7.1.3 Time Reversibility

A Markov chain is time reversible if \[ (X_0, X_1,\dots,X_n) \stackrel{D}{=} (X_n,X_{n-1},\dots,X_0). \] The sequence of states moving in the “forward” direction (with respect to time) is equal in distribution to the sequence of states moving in the “backward” direction. Further, the definition above implies that \((X_0, X_1)\stackrel{D}{=}(X_1,X_0)\), which further implies that \(X_0\stackrel{D}{=}X_1\). Because \(X_1\) is equal in distribution to \(X_0\), this implies that \(\pi_1=\pi_0\). However, because \(\pi_1=\pi_0 P\), where \(P\) is the transition matrix, this means that \(\pi_0\) is the stationary distribution, which we will now refer to as \(\pi\). Therefore, a time reversible Markov chain is stationary.

In addition to stationarity, the time reversibility property tells us that for all \(i\), \(j\), the following are all equivalent:

\[\begin{eqnarray*} (X_0, X_1) & \stackrel{D}{=} & (X_1, X_0)\\ \mathbb{P}(X_0=i, X_1=j) & = & \mathbb{P}(X_1=i, X_0 = j)\\ \mathbb{P}(X_0=i)\mathbb{P}(X_1=j\mid X_0=i) & = & \mathbb{P}(X_0=j)\mathbb{P}(X_1=i\mid X_0=j) \end{eqnarray*}\]

The last line can also be written as \[ \pi(i)P(i, j) = \pi(j)P(j, i) \] which are called the local balance equations. A key property that we will exploit later is that if the local balance equations hold for a transition matrix \(P\) and distribution \(\pi\), then \(\pi\) is the stationary distribution of a chain governed by the transition matrix \(P\).

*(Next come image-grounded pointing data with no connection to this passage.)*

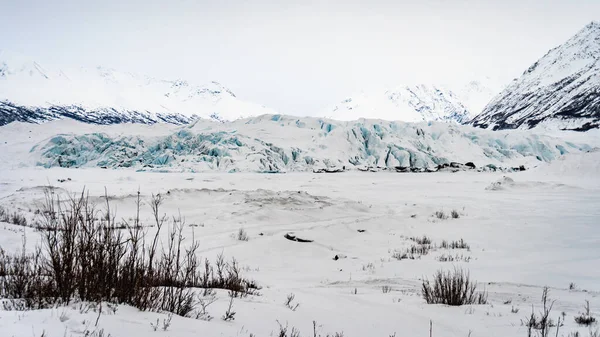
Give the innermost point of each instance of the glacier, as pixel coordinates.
(279, 143)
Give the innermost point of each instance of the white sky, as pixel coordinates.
(296, 57)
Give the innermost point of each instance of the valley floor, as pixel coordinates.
(540, 229)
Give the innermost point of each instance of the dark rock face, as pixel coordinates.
(561, 90)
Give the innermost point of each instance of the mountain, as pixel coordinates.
(560, 91)
(30, 92)
(416, 103)
(274, 143)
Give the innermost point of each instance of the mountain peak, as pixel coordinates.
(560, 90)
(31, 92)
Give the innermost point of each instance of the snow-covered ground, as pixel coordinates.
(538, 228)
(279, 143)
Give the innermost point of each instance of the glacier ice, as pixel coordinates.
(279, 143)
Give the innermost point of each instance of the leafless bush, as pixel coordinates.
(87, 258)
(542, 323)
(283, 331)
(369, 267)
(460, 244)
(242, 235)
(586, 317)
(14, 218)
(452, 288)
(440, 215)
(204, 303)
(412, 253)
(166, 323)
(453, 258)
(422, 240)
(229, 314)
(289, 302)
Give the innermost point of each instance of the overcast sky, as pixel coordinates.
(296, 57)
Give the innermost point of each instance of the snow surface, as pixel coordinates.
(276, 143)
(542, 230)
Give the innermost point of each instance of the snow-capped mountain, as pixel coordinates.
(416, 103)
(561, 90)
(30, 92)
(275, 143)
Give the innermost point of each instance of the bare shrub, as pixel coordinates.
(229, 314)
(586, 317)
(540, 323)
(242, 235)
(283, 331)
(87, 258)
(412, 253)
(14, 218)
(453, 258)
(289, 302)
(440, 215)
(452, 288)
(422, 240)
(460, 244)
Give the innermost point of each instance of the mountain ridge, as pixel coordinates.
(561, 90)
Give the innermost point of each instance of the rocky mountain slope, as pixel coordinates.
(416, 103)
(30, 92)
(560, 91)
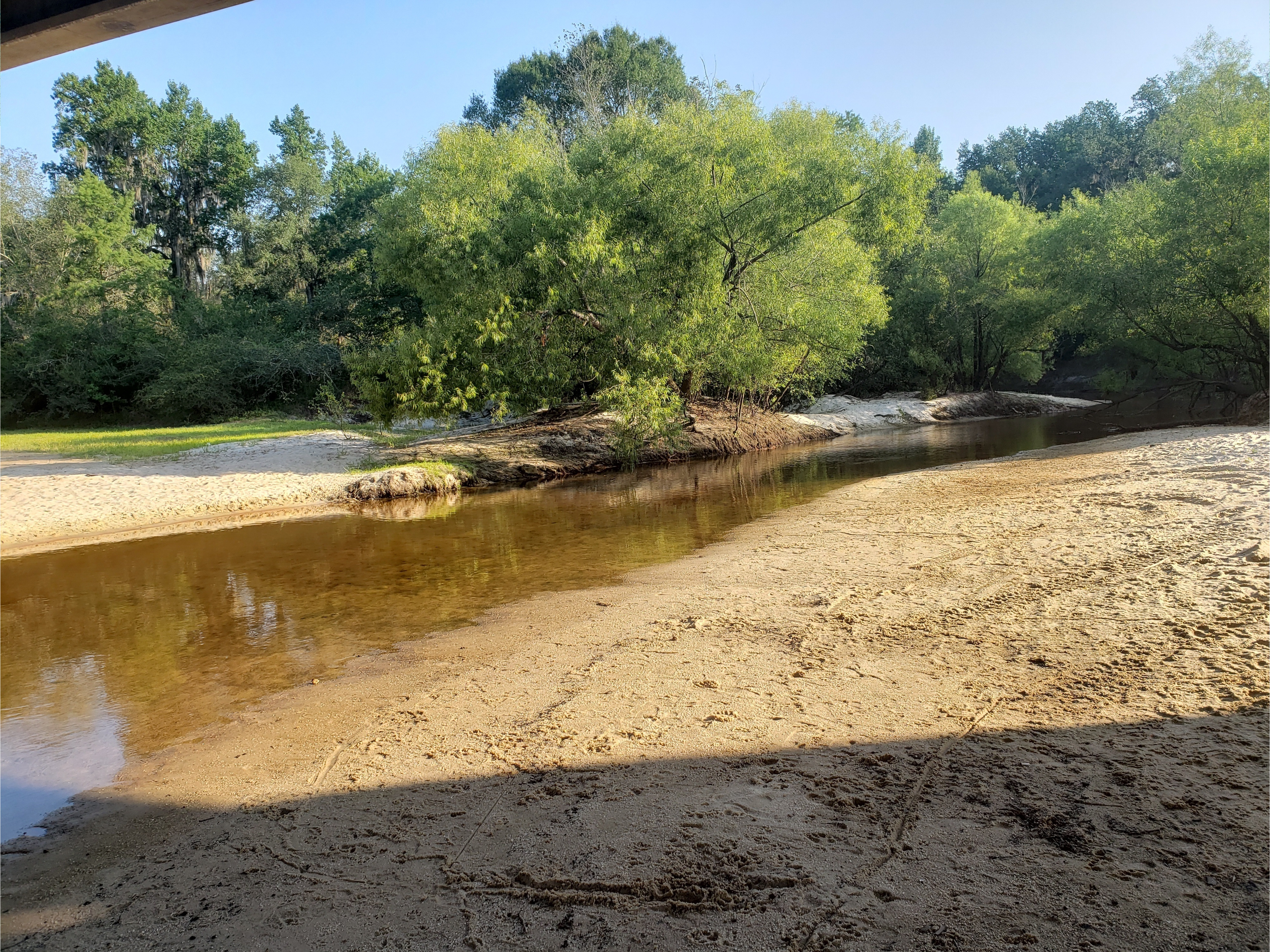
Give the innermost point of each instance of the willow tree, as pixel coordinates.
(716, 247)
(1175, 267)
(973, 304)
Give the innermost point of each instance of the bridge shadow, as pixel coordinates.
(1141, 836)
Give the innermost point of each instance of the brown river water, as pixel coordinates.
(115, 652)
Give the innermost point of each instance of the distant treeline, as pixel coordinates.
(606, 228)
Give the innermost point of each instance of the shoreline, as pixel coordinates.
(1037, 671)
(51, 503)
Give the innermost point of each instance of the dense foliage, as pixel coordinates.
(605, 228)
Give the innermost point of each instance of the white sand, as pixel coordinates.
(1014, 704)
(844, 414)
(48, 499)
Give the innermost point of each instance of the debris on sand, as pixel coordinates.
(844, 414)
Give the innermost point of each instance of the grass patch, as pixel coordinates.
(134, 444)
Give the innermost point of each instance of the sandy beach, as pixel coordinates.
(1007, 704)
(50, 502)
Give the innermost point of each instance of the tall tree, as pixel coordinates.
(1176, 266)
(714, 246)
(184, 171)
(973, 305)
(599, 78)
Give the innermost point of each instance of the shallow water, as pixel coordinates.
(114, 652)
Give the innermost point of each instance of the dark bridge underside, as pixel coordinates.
(33, 30)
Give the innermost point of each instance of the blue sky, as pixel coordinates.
(385, 75)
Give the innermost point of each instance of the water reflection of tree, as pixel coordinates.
(186, 627)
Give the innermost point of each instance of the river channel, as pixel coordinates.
(115, 652)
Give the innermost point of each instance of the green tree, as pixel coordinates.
(599, 78)
(973, 304)
(714, 246)
(81, 337)
(1176, 267)
(184, 172)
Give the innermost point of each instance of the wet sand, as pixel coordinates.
(51, 502)
(1005, 704)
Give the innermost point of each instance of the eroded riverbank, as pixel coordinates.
(759, 744)
(51, 503)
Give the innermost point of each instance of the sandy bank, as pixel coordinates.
(1005, 704)
(50, 502)
(842, 414)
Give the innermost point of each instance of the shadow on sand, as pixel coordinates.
(1142, 836)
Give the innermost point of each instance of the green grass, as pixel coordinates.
(133, 444)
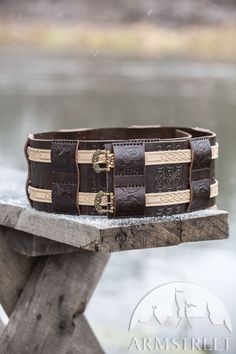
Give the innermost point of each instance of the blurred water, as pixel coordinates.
(44, 91)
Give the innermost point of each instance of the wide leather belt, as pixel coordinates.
(122, 172)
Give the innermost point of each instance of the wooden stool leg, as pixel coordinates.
(14, 272)
(48, 317)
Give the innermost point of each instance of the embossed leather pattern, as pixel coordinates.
(64, 176)
(130, 179)
(200, 173)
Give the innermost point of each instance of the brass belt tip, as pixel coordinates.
(104, 202)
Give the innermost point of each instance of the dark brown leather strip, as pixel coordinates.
(129, 179)
(28, 180)
(64, 176)
(200, 173)
(158, 178)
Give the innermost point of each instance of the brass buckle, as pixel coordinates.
(108, 160)
(109, 207)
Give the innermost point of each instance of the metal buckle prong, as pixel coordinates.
(102, 157)
(109, 206)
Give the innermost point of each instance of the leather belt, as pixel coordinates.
(122, 172)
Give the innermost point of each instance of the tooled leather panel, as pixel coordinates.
(200, 173)
(129, 179)
(165, 178)
(64, 177)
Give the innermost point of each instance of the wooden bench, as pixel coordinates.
(50, 265)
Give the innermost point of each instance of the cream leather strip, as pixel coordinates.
(151, 158)
(152, 199)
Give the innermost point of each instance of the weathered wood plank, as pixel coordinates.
(48, 317)
(99, 233)
(14, 272)
(34, 246)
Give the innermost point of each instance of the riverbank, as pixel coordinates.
(142, 39)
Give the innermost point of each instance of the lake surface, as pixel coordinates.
(45, 91)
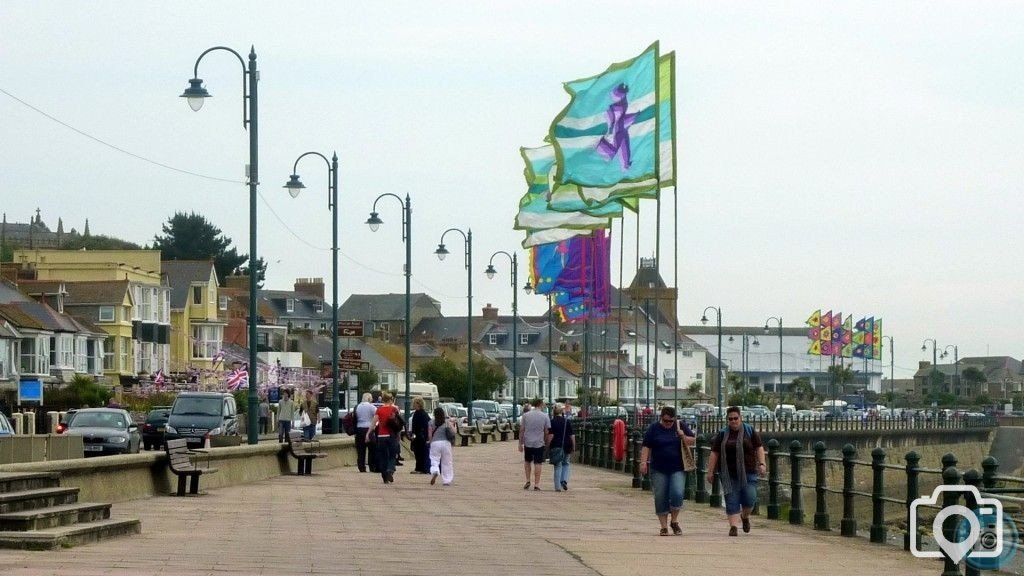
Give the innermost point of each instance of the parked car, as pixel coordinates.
(104, 430)
(155, 426)
(197, 415)
(5, 427)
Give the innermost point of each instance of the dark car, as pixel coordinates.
(155, 426)
(104, 430)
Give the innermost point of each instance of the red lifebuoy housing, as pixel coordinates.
(619, 440)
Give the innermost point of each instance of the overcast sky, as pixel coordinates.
(858, 157)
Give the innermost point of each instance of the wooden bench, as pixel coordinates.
(304, 451)
(179, 459)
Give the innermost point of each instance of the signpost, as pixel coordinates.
(350, 328)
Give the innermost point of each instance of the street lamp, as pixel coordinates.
(491, 272)
(704, 320)
(196, 94)
(779, 320)
(935, 359)
(892, 372)
(441, 252)
(374, 221)
(294, 188)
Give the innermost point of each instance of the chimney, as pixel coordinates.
(238, 281)
(310, 286)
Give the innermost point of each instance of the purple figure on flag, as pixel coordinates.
(617, 137)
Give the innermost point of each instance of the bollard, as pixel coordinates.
(912, 491)
(637, 440)
(700, 493)
(848, 526)
(972, 478)
(773, 482)
(950, 476)
(797, 502)
(878, 495)
(821, 506)
(990, 467)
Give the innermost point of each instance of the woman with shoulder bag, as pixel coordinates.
(561, 440)
(441, 436)
(663, 456)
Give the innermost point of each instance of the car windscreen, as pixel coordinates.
(98, 420)
(197, 407)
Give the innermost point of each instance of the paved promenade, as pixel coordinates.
(342, 522)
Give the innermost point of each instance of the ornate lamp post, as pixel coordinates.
(441, 252)
(374, 221)
(704, 320)
(491, 272)
(294, 188)
(196, 94)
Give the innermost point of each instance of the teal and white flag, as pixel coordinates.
(607, 134)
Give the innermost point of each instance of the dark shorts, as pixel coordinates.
(535, 455)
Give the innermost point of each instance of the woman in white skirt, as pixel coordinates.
(441, 437)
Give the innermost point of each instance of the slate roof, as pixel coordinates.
(382, 306)
(181, 275)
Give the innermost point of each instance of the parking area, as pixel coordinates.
(343, 522)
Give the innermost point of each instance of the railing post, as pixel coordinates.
(773, 482)
(973, 478)
(700, 495)
(820, 508)
(878, 495)
(950, 476)
(797, 503)
(636, 441)
(848, 526)
(990, 467)
(912, 491)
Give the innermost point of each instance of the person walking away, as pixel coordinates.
(311, 410)
(663, 456)
(420, 429)
(441, 435)
(532, 434)
(387, 423)
(264, 415)
(561, 441)
(364, 418)
(286, 413)
(738, 456)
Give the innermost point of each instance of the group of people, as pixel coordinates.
(737, 459)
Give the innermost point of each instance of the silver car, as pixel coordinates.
(104, 430)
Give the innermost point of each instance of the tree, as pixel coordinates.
(192, 237)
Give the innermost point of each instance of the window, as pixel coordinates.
(107, 314)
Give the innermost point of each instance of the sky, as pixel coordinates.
(862, 157)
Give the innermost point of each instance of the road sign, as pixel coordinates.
(352, 365)
(350, 328)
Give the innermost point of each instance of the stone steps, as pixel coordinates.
(36, 513)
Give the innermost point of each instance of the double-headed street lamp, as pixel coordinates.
(704, 320)
(295, 187)
(892, 371)
(777, 319)
(196, 94)
(491, 272)
(441, 252)
(374, 221)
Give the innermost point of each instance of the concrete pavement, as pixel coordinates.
(343, 522)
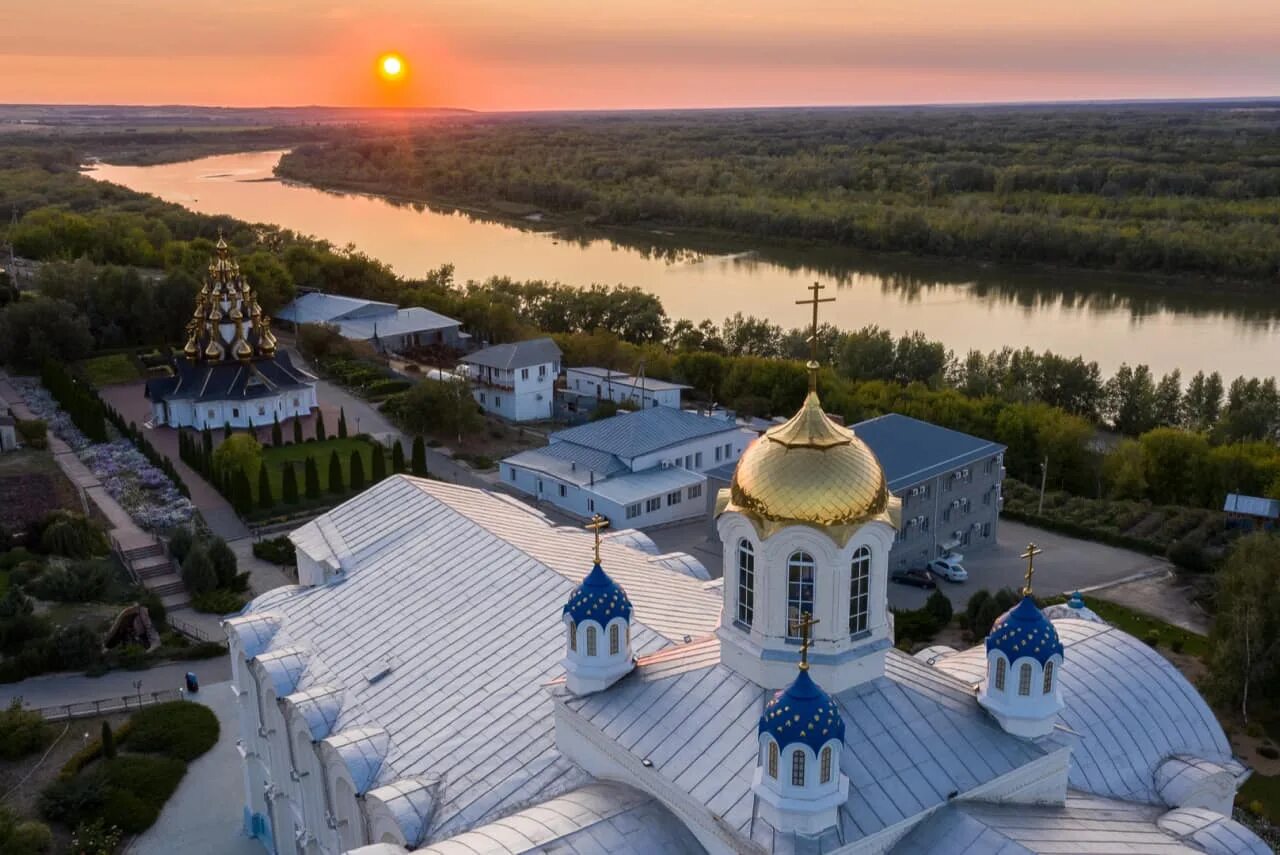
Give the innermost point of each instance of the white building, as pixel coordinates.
(455, 676)
(231, 371)
(384, 325)
(592, 384)
(638, 469)
(515, 380)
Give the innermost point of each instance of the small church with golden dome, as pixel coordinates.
(232, 370)
(456, 673)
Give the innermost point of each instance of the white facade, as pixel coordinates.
(251, 412)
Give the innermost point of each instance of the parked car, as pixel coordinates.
(914, 577)
(950, 568)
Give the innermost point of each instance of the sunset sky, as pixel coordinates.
(593, 54)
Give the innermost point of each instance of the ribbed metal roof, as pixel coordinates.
(631, 434)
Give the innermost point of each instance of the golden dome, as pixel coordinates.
(810, 471)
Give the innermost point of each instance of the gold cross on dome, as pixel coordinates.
(595, 525)
(805, 623)
(813, 332)
(1032, 551)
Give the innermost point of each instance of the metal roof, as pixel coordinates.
(912, 451)
(1252, 506)
(631, 434)
(913, 737)
(443, 584)
(1129, 708)
(517, 355)
(593, 819)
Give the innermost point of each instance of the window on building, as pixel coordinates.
(800, 571)
(745, 581)
(859, 585)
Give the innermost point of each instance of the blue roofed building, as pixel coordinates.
(638, 469)
(384, 325)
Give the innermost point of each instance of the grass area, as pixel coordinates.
(110, 370)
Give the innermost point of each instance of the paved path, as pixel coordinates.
(204, 815)
(53, 690)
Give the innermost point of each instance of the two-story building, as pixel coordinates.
(517, 380)
(949, 483)
(589, 385)
(638, 469)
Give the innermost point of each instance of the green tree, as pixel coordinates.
(419, 462)
(289, 484)
(311, 475)
(336, 485)
(1246, 636)
(356, 467)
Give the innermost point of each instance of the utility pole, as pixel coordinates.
(1040, 508)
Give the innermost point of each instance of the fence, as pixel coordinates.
(108, 705)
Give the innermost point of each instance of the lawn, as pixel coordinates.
(110, 370)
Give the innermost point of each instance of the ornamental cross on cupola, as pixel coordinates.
(813, 332)
(597, 525)
(1032, 551)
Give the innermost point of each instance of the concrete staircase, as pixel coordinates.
(150, 563)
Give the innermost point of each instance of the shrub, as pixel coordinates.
(22, 731)
(218, 602)
(179, 728)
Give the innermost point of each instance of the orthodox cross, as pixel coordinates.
(595, 525)
(813, 335)
(805, 623)
(1032, 551)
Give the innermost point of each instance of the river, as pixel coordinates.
(1104, 316)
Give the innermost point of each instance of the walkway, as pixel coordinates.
(205, 814)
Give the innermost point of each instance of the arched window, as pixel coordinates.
(798, 768)
(800, 568)
(745, 581)
(859, 589)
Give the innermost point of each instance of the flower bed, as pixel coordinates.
(144, 492)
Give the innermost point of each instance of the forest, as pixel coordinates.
(1156, 188)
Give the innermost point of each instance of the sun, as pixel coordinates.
(391, 67)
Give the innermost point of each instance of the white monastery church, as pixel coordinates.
(455, 675)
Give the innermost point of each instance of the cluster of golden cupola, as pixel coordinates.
(227, 301)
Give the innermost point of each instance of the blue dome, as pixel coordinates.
(598, 598)
(1024, 631)
(804, 713)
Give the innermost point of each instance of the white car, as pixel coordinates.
(950, 568)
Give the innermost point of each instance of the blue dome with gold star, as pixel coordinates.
(598, 598)
(1024, 631)
(803, 713)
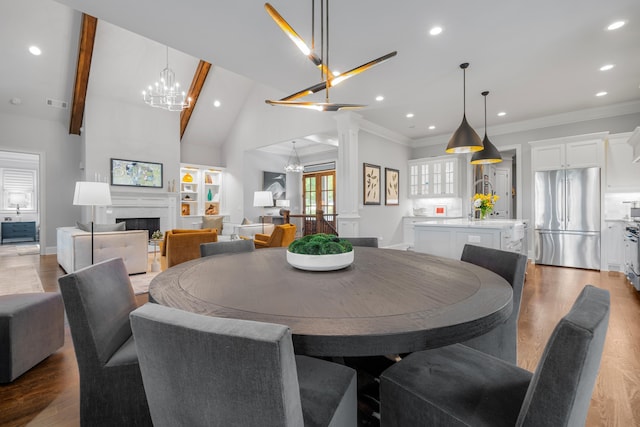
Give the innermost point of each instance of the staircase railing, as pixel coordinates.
(313, 223)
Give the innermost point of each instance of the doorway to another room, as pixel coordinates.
(19, 206)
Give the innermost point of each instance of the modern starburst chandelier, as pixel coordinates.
(293, 164)
(329, 79)
(166, 93)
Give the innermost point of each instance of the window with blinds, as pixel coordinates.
(18, 189)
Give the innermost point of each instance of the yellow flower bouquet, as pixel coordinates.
(484, 203)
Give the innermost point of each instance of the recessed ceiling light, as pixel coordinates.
(616, 25)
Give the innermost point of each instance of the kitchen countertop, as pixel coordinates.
(465, 223)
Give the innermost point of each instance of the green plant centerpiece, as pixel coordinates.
(320, 252)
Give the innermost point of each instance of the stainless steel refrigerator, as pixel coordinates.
(567, 217)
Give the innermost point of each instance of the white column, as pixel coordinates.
(347, 174)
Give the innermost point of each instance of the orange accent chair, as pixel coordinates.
(282, 236)
(182, 245)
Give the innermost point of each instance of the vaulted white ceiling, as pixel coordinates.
(536, 58)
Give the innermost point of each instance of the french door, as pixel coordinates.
(319, 192)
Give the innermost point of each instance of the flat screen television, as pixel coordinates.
(134, 173)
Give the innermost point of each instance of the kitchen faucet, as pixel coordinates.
(483, 180)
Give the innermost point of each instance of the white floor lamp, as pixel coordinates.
(92, 194)
(262, 199)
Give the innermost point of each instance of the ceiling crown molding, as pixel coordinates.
(596, 113)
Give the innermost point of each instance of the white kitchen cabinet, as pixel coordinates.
(571, 152)
(446, 238)
(434, 177)
(622, 175)
(613, 243)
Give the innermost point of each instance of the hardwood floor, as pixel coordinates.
(48, 394)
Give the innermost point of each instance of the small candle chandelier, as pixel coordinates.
(166, 93)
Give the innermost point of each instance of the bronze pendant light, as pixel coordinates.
(465, 139)
(490, 154)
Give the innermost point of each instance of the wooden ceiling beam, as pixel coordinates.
(199, 78)
(85, 52)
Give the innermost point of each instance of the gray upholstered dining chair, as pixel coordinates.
(208, 371)
(457, 385)
(371, 242)
(502, 341)
(98, 300)
(232, 246)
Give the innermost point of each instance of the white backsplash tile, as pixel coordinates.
(614, 206)
(427, 207)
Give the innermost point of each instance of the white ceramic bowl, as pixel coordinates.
(320, 262)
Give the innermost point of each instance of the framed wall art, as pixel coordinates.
(371, 184)
(276, 182)
(392, 187)
(133, 173)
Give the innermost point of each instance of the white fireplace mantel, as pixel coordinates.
(137, 204)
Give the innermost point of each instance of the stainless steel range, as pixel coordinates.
(632, 254)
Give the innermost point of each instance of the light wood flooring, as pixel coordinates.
(48, 395)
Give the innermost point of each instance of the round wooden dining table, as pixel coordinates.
(386, 302)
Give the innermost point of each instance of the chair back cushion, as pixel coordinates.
(213, 222)
(202, 370)
(288, 234)
(98, 300)
(560, 391)
(502, 341)
(184, 245)
(233, 246)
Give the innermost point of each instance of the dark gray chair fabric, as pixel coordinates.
(31, 329)
(502, 341)
(460, 386)
(208, 371)
(232, 246)
(98, 300)
(371, 242)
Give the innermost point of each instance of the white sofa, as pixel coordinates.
(74, 248)
(250, 230)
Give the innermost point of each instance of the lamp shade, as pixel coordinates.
(490, 154)
(464, 139)
(92, 194)
(262, 199)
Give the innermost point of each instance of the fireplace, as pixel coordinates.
(149, 224)
(128, 205)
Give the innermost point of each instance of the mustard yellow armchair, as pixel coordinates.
(182, 245)
(282, 236)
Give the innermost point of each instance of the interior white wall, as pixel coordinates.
(616, 124)
(60, 168)
(201, 154)
(259, 125)
(114, 129)
(384, 222)
(255, 163)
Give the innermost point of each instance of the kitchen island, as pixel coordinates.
(447, 237)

Why is all this important? Time reversibility is relevant to analyses making use of Markov chain Monte Carlo because it allows us to find a way to construct a proper Markov chain from which to simulate. In most MCMC applications, we have no trouble identifying the stationary distribution. We already know the stationary distribution because it is usually a posterior density resulting from a complex Bayesian calculation. Our problem is that we cannot simulate from the distribution. So the problem is constructing a Markov chain that leads to a given stationary distribution.

Time reversibility gives us a way to construct a Markov chain that converges to a given stationary distribution. As long as we can show that a Markov chain with a given transition kernel/matrix satisfies the local balance equations with respect to the stationary distribution, we can know that the chain will converge to the stationary distribution.

7.1.4 Summary

To summarize what we have learned in this section, we have that

  1. We want to sample from a complicated density \(\pi\).

  2. We know that aperiodic and irreducible Markov chains with a stationary distribution \(\pi\) will eventually converge to that stationary distribution.

  3. We know that if a Markov chain with transition matrix \(P\) is time reversibile with respect to \(\pi\) then \(\pi\) must be the stationary distribution of the Markov chain.

  4. Given a chain governed by transition matrix \(P\), we can simulate it for a long time and eventually we will be simulating from \(\pi\).

That is the basic gist of MCMC techniques and I have given the briefest of introductions here. That said, in the next section we will discuss how to construct a proper Markov chain for simulating from the stationary distribution.